WASHINGTON – Tras el reciente nombramiento de un secretario interino de Seguridad Nacional, el Gobierno que preside Donald Trump está trabajando esta semana en un paquete de nuevas restricciones que tienen como objeto disuadir a los solicitantes de asilo limitando su permiso para trabajar, según han indicado cuatro funcionarios del departamento.

La nueva propuesta, que aún no está lista, evitaría que las personas cuyos casos han sido admitidos por una corte migratoria pudieran trabajar hasta llevar al menos un año en el país esperando la resolución de su solicitud de asilo, según estas fuentes.

Está pensada para disuadir a las familias mexicanas que buscan asilo, un grupo que ha aumentado recientemente al tiempo que las centroamericanas caían por las medidas adoptadas por el Gobierno en los últimos meses.

Hasta ahora, los inmigrantres podían solicitar permisos de trabajo 150 días después de presentar sus solicitudes de asilo, lo que les permitía buscar empleo mientras esperaban una decisión sobre su caso por parte de un juez de inmigración. Debido a un retraso en los tribunales de inmigración, los casos de asilo tardan varios años en ser juzgados.

Está previsto que esta medida sea discutida hoy lunes en una reunión de Kevin McAleenan, el secretario de Seguridad Nacional saliente; y los jefes del Servicio de Ciudadanía e Inmigración (USCIS) y el Servicio de Inmigración y Control de Aduanas (ICE), según dos de los funcionarios.

La Administración Trump atribuye el aumento de las solicitudes de asilo mexicanas a la incapacidad de hacer cumplir el MPP, siglas del programa conocido Permanecer en México.

Actualmente, bajo un acuerdo con el Gobierno de Andrés Manuel López Obrador, los solicitantes de asilo centroamericanos son enviados de regreso a México para esperar allí su fecha en corte, lo que representa un fuerte mensaje de disuasión desde Estados Unidos. Pero los mexicanos sí pueden ingresar a Estados Unidos.

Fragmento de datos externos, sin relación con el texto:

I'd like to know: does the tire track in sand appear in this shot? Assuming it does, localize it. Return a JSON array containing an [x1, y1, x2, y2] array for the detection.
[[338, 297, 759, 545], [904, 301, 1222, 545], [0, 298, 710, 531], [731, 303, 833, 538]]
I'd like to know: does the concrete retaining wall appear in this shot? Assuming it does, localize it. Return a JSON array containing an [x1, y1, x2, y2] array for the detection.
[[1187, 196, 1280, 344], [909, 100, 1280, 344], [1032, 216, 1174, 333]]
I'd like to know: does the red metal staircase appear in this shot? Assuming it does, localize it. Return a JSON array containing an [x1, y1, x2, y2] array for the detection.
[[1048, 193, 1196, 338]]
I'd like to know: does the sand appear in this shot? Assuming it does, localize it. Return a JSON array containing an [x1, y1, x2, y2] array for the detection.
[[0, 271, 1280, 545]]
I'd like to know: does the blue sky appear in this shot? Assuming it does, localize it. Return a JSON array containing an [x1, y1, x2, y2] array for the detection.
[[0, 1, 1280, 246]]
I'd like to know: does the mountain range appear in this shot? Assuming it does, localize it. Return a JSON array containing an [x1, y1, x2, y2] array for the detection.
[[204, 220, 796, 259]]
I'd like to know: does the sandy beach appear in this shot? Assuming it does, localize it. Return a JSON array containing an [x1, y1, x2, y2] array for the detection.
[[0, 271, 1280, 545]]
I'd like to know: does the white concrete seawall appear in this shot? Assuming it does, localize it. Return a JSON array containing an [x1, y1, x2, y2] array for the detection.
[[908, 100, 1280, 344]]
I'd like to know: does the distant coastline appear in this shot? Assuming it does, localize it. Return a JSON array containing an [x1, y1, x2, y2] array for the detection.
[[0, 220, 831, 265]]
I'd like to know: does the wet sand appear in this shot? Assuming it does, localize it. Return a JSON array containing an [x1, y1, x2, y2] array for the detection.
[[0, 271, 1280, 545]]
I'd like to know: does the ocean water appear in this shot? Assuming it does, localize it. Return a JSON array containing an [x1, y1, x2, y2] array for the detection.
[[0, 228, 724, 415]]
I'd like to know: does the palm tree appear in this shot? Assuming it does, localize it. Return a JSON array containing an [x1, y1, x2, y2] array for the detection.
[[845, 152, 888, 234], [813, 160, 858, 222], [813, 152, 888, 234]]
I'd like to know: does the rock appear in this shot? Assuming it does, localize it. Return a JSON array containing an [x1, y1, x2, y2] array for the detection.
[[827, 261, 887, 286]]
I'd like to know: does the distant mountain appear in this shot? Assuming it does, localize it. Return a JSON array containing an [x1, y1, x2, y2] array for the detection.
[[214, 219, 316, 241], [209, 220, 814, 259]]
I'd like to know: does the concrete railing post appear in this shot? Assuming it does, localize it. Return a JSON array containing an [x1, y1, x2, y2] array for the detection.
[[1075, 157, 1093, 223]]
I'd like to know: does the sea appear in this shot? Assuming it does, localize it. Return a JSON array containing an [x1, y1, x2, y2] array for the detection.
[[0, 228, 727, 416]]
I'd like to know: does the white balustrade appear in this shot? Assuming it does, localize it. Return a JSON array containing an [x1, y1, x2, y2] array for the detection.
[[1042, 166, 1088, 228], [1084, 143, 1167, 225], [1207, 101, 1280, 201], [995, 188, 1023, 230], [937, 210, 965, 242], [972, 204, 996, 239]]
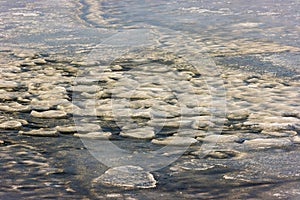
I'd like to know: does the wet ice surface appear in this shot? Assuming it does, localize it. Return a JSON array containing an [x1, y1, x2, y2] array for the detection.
[[0, 1, 300, 199]]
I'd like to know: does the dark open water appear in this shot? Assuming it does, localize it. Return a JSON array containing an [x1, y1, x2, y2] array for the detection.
[[0, 0, 300, 199]]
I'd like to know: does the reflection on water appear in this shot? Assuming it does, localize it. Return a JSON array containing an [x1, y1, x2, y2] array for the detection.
[[0, 0, 300, 199]]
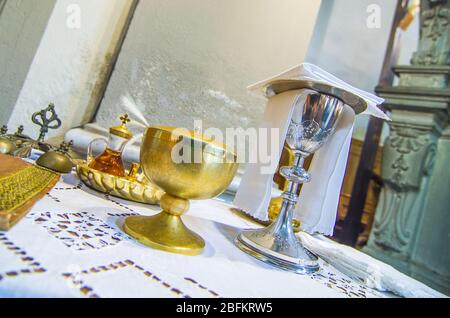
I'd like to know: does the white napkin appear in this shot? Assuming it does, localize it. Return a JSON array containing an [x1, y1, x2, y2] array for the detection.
[[300, 233, 446, 298], [234, 64, 389, 235]]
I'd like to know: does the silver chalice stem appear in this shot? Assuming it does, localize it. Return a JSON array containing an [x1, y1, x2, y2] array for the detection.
[[235, 91, 344, 274]]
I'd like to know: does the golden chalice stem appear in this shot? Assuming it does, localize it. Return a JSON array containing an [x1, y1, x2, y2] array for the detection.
[[124, 193, 205, 256]]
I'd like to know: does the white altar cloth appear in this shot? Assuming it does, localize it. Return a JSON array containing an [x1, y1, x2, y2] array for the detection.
[[0, 174, 420, 298]]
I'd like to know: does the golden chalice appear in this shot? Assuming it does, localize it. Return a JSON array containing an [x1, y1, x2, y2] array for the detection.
[[124, 127, 238, 255]]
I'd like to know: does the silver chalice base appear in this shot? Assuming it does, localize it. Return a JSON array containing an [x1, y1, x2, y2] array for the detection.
[[235, 225, 320, 274]]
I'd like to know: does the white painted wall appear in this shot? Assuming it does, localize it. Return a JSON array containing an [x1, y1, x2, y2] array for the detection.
[[0, 0, 55, 125], [8, 0, 130, 137], [306, 0, 419, 140], [97, 0, 320, 134]]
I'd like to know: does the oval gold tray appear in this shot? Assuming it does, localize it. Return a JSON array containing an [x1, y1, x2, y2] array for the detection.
[[76, 160, 164, 204]]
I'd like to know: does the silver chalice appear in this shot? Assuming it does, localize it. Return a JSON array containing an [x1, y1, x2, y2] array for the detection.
[[235, 89, 345, 274]]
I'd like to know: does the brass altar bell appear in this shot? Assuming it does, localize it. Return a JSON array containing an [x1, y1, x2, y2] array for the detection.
[[8, 103, 62, 158], [0, 125, 17, 155], [88, 114, 133, 177]]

En Ciudad Juárez, los solicitantes de asilo mexicanos se enfrentan a largas filas para ingresar a través de puertos de entrada legales a Estados Unidos, según un informe del diario Los Angeles Times, como parte de una práctica llamada medición donde los funcionarios de Aduanas y Protección Fronteriza solo permiten un número limitado de solicitantes de asilo por día.

Desde 2014, la mayoría de los solicitantes de asilo han sido centroamericanos, pero el aumento de los mexicanos indica que la tendencia podría estar cambiando.

En septiembre, la Administración Trump propuso una regla que ampliaría más allá de los 30 días el plazo para que USCIS responda a los inmigrantes que solicitan permisos de trabajo.

El DHS bajo la administración de Trump ha tratado de implementar una serie de restricciones a los solicitantes de asilo, incluso determinar que no son elegibles si pasan por otro país sin primero hacer la solicitud allí. Recientemente, la Corte Suprema permitió que esa política avanzara, mientras que los grupos de inmigración continúan luchando en tribunales inferiores.

El viernes, el Departamento anunció que Chad Wolf sería secretario interino del DHS. Wolf es visto por algunos en la administración como no tan duro en inmigración como otros, por ejemplo, el asesor principal de la Casa Blanca, Stephen Miller. Pero Wolf fue uno de los primeros en redactar la política que separó a los niños inmigrantes de sus padres en 2018.